After a few encounters, when they feel more comfortable with Donald, some will ask him to buy a dildo and use it on them. (Of course, they cannot keep one at home.) More encounters take place, and then they want to be screwed, penetrated as macho men: no affection, no kissing, or any other romantic nonsense. Donald is not crazy about this development because he really does not want to screw them, but he needs to keep his supermasculine hustlers happy. Then, inevitably, they have a "surprise" for him. Somehow, they contrive to get hold of the cutest drag outfit, and wouldn't he just love to see them put it on? Donald hates it! He is into macho men, not drag queens. But, to keep his blue-collar hustlers interested in the game—they do not really need his money—he permits them to perform their ritual a few times a year.

Or take another illustration. In San Juan, Puerto Rico, many of the hustlers are bisexuals, often married with children. They hang out around gay hotels and make a fair amount of money off the tourists. (Most of it, unfortunately, goes for drugs and booze rather than to feed their children.) In the line of duty, they are very versatile and often extremely passionate. This is OK—they are just doing their job. Done recreationally, for free, it would make them the worst
maricones
on the island.

In the self-justification category, the next group are young guys who need to have sex with older men. To a certain extent, all successful hustlers must be comfortable with older men because the majority of their clients (definitely not all of them) fall into this category. But I single out here young men who have a psychological and physical need to have sex with "mature," or even old, partners.

These young guys who lust after "mature gentlemen"
1
are usually not "public" hustlers. They do not want to be intimate with all sorts of clients but rather with carefully selected older men. The financial arrangement creates the illusion of doing a job, which helps them justify conduct for which they have no explanation, and which is regarded as perverse, at least by the gay community in the United States. (Other societies, e.g., Japanese and Latino, are less uptight about May-December male relationships.)

1. There are plenty of young guys who are interested in senior citizens solely as sex objects. Theirs is a fetishistic fascination with old age. I wrote an article about this phenomenon. See "Dirty Young Men," Joseph Itiel,
Chiron Rising
, #66, 1995, p. 11.

Interestingly, in this group are many bisexuals with girlfriends their own age. They are completely mystified by their sexual need for older males in addition to their young girlfriends. The money they earn from the geriatric hustling helps them cope with this puzzlement.

One cannot dismiss this behavior, or even a monogamous "sugar daddy" arrangement, simply as an exchange of money for sexual favors. The younger guys must perform sexually: get a hard on, ejaculate, screw, and so on. It is inconceivable that they would be able to fake their own sexual excitement over a period of years!

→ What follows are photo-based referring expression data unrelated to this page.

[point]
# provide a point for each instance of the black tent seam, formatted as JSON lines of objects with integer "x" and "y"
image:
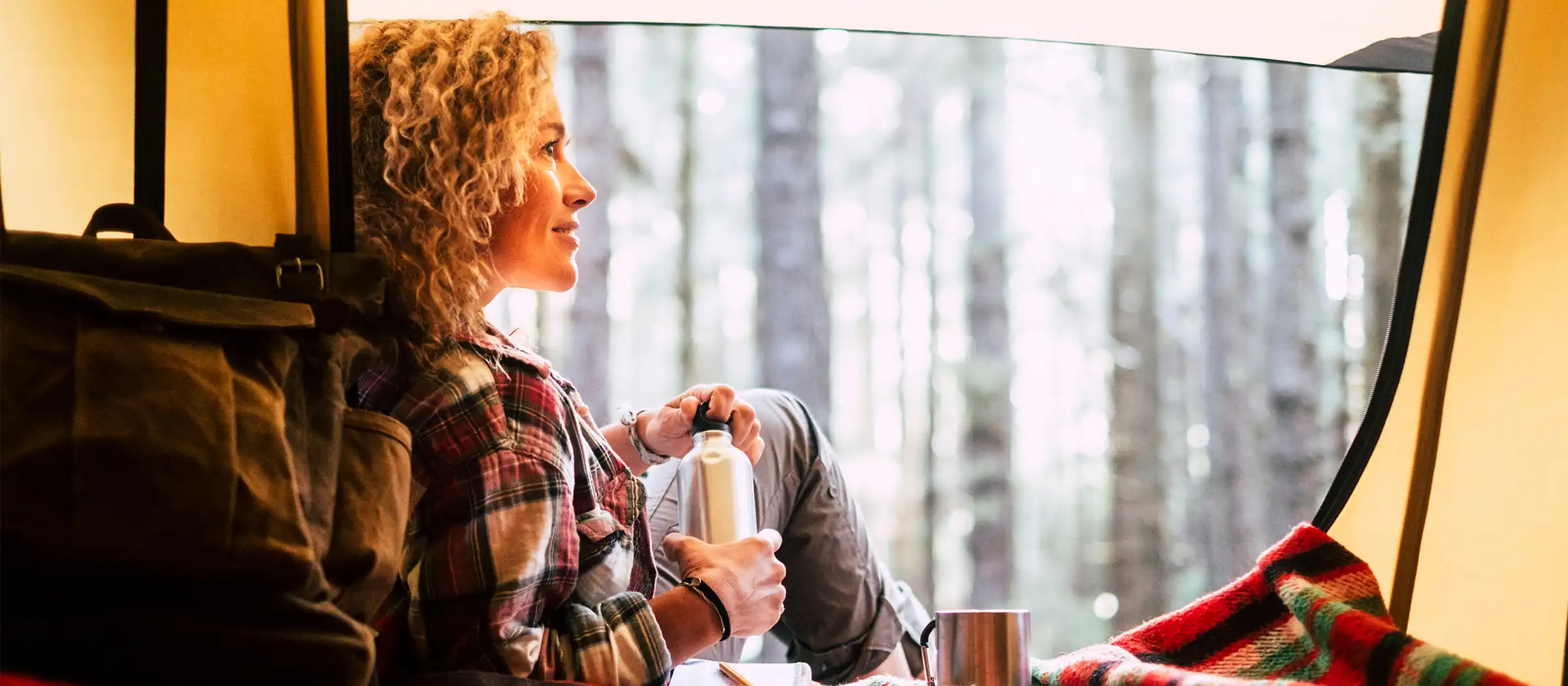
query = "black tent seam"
{"x": 1345, "y": 68}
{"x": 151, "y": 107}
{"x": 1413, "y": 257}
{"x": 339, "y": 151}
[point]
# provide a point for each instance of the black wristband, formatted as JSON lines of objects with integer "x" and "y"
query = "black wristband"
{"x": 712, "y": 600}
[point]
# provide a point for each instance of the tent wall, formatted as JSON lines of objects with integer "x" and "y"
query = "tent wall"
{"x": 1494, "y": 572}
{"x": 1373, "y": 519}
{"x": 1478, "y": 500}
{"x": 1292, "y": 30}
{"x": 67, "y": 103}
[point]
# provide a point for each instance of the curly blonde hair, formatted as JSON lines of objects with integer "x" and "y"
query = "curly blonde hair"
{"x": 444, "y": 116}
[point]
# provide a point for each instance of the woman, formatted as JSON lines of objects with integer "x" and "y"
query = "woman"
{"x": 531, "y": 550}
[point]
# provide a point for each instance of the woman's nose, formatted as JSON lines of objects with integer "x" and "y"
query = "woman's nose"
{"x": 578, "y": 191}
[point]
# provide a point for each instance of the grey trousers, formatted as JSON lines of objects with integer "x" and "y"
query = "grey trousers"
{"x": 844, "y": 613}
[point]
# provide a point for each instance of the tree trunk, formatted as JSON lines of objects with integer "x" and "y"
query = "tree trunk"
{"x": 1296, "y": 444}
{"x": 792, "y": 297}
{"x": 1230, "y": 320}
{"x": 686, "y": 108}
{"x": 988, "y": 375}
{"x": 1379, "y": 214}
{"x": 596, "y": 155}
{"x": 1137, "y": 511}
{"x": 916, "y": 544}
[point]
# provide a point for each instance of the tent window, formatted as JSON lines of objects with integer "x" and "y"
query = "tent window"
{"x": 1092, "y": 323}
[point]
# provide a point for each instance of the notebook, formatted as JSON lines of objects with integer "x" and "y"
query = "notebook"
{"x": 703, "y": 672}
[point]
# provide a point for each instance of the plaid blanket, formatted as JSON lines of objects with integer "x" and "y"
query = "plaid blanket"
{"x": 1310, "y": 613}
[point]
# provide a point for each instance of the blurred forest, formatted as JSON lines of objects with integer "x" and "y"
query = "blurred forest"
{"x": 1090, "y": 326}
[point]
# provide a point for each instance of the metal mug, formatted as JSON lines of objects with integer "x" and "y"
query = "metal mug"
{"x": 977, "y": 647}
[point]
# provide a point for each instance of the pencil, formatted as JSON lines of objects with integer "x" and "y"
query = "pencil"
{"x": 733, "y": 674}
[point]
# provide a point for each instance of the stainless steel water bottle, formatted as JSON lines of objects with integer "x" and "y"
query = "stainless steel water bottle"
{"x": 719, "y": 503}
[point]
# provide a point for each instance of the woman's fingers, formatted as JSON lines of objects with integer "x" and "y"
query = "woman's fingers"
{"x": 722, "y": 403}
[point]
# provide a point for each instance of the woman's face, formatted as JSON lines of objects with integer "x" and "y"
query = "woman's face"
{"x": 534, "y": 245}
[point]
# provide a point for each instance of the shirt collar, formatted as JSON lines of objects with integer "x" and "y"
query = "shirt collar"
{"x": 502, "y": 345}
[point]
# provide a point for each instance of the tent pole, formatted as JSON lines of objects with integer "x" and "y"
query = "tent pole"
{"x": 1449, "y": 298}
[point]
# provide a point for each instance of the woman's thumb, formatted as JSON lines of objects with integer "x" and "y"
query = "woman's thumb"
{"x": 675, "y": 546}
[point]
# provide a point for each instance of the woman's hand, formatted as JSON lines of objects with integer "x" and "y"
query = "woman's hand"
{"x": 668, "y": 428}
{"x": 745, "y": 575}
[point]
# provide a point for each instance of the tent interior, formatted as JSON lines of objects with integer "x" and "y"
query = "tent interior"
{"x": 1452, "y": 486}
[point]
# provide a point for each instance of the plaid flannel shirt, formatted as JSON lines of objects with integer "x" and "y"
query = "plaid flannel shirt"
{"x": 529, "y": 549}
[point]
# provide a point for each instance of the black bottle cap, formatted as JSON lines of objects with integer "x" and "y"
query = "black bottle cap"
{"x": 702, "y": 422}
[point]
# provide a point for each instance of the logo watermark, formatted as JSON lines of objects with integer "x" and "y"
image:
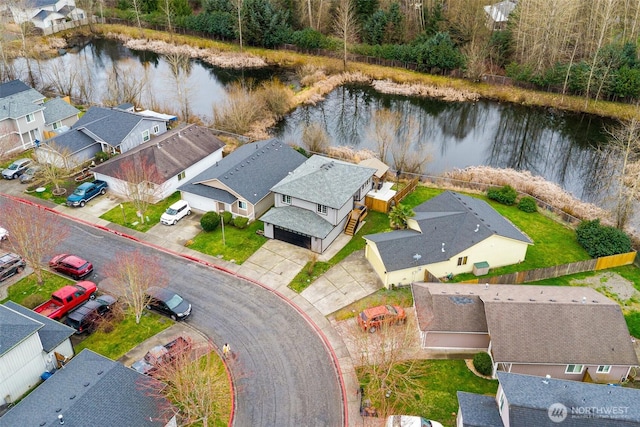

The last group in the behavior-justification category are hustlers who practice S/M. For two practical reasons, most of them (not
all
) are sadists rather than masochists. First, because the demand is uneven: for every master there seem to be ten slaves. Second, a masochistic hustler puts himself in an extremely vulnerable position.

There are quite a few hustlers who advertise themselves as "masters, spankers, tough punks," etc. Only occasionally does one see ads offering hustler service as a "slave."

Clients are willing to pay for special services (such as being spanked or whipped or pissed on) and hustlers can gain financially by what they enjoy doing in the first place.
2
The masochistic client benefits greatly by establishing the ground rules for the paid scene, rather than taking his chances with an unpaid sadist who may get carried away and inflict serious damage.

2
. The roles of "master" and "slave" are not always as rigid as they appear from reading the ads. For instance, the spanking hustler, once he trusts the client, may become the spankee. The sexual encounters between master and slave are choreographed to suit the verbalized and the hinted-at needs of each party.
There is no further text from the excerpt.